Question
Question: Thermococcus, Methanococcus, and methanobacterium are: A. Archaebacterium having eukaryotic histon...
Thermococcus, Methanococcus, and methanobacterium are:
A. Archaebacterium having eukaryotic histone homologue
B. Bacteria with the cytoskeleton
C. Archaebacterium with negatively supercoiled DNA as in eukaryotes but lacking histones.
D. Bacteria with positively coiled DNA, cytoskeleton, and mitochondria.
Solution
Archaebacteria are a gathering of microorganisms viewed as an old type of life that advanced independently from the bacteria and blue-green growth. Thermococcus, Methanococcus, and Methanobacterium are Archaebacteria.
Complete answer:
Thermococcus is a heterotroph, carefully anaerobic archaeon that develops on natural substrates, principally within the sight of basic sulfur, which is diminished to hydrogen sulfide.

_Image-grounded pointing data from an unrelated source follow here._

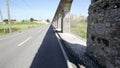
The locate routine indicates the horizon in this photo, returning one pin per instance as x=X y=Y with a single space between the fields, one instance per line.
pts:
x=26 y=9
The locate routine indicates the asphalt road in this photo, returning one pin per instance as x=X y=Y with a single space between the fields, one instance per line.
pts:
x=34 y=48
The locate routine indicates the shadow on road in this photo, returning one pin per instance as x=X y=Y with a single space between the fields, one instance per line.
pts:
x=49 y=54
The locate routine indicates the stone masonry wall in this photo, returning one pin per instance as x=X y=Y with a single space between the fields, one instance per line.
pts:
x=103 y=41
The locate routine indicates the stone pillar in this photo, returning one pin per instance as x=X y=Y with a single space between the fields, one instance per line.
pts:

-Methanococcus is a class of coccoid methanogens of the family Methylococcaceae. They are all mesophiles. Methanobacterium is a sort of Methanobacteriaceae. Now with the name standing, this class has a place not with the bacterial space but rather the archaeal area (for example, they need peptidoglycan in their cell walls).
-Methanobacterium are non-motile and live without oxygen. They have adversely supercoiled DNA. They contrast from bacteria such that they endure outrageous conditions. In contrast to bacteria, archaea cell walls don't contain peptidoglycan. Thermococcus, Methanococcus, and Methanobacterium lack histones in them. Subsequently, the right answer is choice C.
Hence, option C is correct.
Note: The significance of archaebacteria can be perceived from the accompanying focuses:
Archaebacteria have constrained the researchers to reexamine the regular meaning of species. Species are a gathering with a quality stream inside its individuals. The archaebacteria show a quality stream over its species. The cell wall is made out of Pseudomurein, which keeps archaebacteria from the impacts of Lysozyme. Lysozyme is an enzyme delivered by the safe arrangement of the host, which breaks up the cell wall of pathogenic bacteria. These don't have membrane-bound organelles, for example, cores, endoplasmic reticulum, mitochondria, lysosomes, or chloroplast.